Patients with MDS are typically divided into two different categories: low-risk MDS and high-risk MDS. The division of MDS into these two groups is useful for researchers and clinicians developing therapies for this highly heterogeneic disease.[14] Low-risk MDS therapies target symptoms of cytopenia through the use of erythropoiesis stimulating agents (ESA), such as epoetin alfa and darbepoetin alfa.[15] The Food and Drug Administration (FDA) has also approved two hypomethylating agents (HMAs), 5-azacitidine and decitabine, for use in patients with low-risk and high-risk MDS. While both standards of care noncompetitively inhibit DNA methyltransferase (DNMT1) and promote hypomethylation of DNA to block DNA synthesis,[16] 5-azacitidine integrates with RNA and interferes with ribosomal assembly to also limit tumor protein synthesis.[16, 17]
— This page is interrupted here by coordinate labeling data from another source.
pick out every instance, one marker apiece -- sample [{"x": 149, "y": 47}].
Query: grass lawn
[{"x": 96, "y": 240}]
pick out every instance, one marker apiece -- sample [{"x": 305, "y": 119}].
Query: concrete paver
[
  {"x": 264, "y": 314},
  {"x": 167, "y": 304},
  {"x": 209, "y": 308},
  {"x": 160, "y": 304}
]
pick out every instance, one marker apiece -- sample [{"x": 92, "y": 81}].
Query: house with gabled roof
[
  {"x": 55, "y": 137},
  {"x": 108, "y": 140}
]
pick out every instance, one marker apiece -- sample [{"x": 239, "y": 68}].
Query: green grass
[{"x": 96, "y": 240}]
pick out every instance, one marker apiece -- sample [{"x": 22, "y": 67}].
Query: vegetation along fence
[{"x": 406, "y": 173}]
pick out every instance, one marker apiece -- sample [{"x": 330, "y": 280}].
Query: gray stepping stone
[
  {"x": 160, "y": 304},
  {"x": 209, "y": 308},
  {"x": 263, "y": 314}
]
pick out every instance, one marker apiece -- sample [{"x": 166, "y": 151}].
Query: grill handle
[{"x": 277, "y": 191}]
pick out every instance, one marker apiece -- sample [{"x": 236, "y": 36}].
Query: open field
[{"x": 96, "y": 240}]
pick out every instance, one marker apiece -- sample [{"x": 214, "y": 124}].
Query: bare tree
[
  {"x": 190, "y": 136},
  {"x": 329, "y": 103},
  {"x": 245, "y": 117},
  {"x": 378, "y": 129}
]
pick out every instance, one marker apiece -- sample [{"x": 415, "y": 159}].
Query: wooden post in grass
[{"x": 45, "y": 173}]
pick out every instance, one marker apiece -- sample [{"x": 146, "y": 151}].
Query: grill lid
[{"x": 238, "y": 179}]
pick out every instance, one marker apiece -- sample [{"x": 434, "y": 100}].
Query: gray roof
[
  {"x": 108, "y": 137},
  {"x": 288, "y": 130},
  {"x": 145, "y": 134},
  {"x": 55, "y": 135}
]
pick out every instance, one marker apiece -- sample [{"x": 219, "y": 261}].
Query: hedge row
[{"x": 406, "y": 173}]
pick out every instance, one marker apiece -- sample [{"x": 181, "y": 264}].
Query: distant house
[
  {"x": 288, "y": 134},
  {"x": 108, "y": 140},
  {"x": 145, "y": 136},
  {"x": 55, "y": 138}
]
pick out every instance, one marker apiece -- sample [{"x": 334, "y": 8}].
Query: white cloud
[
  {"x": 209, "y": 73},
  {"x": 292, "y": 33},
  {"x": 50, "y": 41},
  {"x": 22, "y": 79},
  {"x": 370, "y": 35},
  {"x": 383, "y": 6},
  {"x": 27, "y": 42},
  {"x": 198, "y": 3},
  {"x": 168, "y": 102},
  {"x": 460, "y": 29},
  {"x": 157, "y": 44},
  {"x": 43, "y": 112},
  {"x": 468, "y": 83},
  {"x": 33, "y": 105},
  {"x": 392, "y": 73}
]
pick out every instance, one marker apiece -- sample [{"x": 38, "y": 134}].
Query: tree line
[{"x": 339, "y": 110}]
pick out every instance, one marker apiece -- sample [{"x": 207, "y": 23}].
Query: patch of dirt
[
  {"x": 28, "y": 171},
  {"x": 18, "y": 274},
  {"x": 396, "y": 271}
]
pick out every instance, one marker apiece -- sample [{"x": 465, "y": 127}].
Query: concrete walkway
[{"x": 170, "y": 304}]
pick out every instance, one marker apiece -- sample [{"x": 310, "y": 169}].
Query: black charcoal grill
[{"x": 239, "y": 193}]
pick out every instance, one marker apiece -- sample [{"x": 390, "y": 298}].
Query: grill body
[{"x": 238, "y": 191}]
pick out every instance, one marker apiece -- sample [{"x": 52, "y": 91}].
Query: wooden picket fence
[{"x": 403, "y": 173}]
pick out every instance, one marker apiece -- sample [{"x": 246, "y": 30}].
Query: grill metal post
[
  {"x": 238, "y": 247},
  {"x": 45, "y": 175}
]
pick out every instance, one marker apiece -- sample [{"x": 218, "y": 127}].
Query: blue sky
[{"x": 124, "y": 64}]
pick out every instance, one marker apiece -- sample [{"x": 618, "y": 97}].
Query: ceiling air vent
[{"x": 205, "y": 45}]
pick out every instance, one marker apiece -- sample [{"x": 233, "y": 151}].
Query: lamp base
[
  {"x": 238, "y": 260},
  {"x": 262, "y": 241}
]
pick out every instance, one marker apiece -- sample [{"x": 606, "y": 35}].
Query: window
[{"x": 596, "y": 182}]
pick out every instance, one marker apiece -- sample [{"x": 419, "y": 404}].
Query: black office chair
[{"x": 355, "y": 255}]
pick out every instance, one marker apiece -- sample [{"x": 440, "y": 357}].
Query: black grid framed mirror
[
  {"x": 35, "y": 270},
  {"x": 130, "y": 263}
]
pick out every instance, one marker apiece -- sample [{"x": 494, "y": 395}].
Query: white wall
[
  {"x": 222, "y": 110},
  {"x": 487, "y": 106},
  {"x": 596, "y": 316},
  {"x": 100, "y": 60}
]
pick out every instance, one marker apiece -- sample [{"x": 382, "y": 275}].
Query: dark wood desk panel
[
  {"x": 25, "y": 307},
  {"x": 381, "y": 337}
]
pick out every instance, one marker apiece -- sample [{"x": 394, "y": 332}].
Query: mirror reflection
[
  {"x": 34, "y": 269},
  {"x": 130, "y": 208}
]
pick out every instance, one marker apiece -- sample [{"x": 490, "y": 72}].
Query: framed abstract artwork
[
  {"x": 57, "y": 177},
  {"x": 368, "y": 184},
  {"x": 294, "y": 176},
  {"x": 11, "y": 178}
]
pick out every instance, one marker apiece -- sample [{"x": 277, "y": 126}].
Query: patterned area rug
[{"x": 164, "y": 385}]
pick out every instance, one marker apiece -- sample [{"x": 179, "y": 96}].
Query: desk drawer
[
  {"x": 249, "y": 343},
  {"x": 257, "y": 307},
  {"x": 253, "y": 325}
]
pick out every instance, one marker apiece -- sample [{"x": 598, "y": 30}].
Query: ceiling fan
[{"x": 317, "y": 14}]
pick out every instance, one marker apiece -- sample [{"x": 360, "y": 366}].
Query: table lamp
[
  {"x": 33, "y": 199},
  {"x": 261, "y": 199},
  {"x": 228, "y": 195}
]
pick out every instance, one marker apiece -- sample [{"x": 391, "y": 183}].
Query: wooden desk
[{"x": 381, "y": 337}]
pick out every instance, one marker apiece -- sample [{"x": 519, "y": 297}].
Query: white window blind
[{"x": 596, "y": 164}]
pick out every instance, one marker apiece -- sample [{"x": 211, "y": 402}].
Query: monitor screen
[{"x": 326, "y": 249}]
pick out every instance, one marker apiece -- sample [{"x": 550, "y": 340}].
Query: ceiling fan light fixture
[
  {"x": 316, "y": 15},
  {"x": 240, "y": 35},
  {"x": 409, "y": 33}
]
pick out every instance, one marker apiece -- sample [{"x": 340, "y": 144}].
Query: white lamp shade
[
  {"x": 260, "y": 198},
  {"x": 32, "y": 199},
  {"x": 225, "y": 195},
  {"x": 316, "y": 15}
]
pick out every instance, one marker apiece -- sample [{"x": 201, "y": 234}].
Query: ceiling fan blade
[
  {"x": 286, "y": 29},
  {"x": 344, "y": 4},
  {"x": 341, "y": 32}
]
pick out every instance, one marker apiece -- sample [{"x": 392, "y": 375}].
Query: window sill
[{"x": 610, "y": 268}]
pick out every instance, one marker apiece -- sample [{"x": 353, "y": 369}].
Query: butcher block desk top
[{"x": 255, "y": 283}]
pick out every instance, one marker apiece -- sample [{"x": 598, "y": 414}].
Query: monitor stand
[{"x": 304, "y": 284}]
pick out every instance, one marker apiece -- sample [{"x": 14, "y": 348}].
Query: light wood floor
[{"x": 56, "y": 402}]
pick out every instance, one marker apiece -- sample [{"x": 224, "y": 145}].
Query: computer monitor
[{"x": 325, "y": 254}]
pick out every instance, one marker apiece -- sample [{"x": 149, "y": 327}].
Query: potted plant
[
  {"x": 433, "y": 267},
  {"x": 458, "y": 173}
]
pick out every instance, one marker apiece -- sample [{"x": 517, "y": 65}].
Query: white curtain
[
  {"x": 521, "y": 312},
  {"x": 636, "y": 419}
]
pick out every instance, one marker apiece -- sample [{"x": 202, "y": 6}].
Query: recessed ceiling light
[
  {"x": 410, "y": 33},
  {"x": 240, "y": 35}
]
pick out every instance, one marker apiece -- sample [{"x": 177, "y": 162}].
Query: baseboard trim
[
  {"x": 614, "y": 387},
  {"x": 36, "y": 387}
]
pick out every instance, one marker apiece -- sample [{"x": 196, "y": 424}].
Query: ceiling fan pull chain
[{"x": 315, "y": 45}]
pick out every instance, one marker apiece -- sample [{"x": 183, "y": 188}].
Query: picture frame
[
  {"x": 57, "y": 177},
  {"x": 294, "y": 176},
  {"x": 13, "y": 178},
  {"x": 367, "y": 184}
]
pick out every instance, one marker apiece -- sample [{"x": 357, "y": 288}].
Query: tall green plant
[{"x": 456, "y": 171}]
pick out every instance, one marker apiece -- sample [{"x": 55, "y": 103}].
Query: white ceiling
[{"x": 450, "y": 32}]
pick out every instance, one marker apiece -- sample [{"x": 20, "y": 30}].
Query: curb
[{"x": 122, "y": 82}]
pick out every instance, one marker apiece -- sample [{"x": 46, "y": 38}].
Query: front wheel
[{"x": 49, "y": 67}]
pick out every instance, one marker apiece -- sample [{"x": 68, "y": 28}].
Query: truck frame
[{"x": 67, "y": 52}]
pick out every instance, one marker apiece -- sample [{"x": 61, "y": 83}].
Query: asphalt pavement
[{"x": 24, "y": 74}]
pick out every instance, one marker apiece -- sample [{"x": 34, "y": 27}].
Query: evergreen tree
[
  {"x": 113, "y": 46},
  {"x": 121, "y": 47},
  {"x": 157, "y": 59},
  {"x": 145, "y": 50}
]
In 2023, the FDA and European Medicines Agency (EMA) also approved luspatercept, a recombinant fusion protein that enhances late-stage erythroblast differentiation, for low-risk MDS. Luspatercept indirectly moderates ineffective erythropoiesis by interacting with broad spectrum inhibitory signals, namely transforming growth factor-β (TGF- β) superfamily signaling.[18, 19] Downstream, signaling molecules, SMAD2 and SMAD3, negatively regulate TGF- β. Luspatercept works by binding to activin receptor type IIB on TGF- β which disrupts SMAD2 and SMAD3 signaling therefore improving erythropoiesis and boosting RBC production in MDS patients.[20, 21]
As our understanding of MDS pathophysiology improves, more effective treatment options will become available. Researchers are actively evaluating the toxicity of allogeneic hematopoietic stem cell transplantation, a therapy with curative potential.[19] Given the nature of such treatment which involves conditioning chemotherapy, the risk of aplasia and other graft-versus-host disease need to be adequately assessed. Additional studies, such as a newly announced Montefiore Einstein Comprehensive Cancer Center clinical trial,[22] are investigating new therapies to develop novel therapeutic strategies.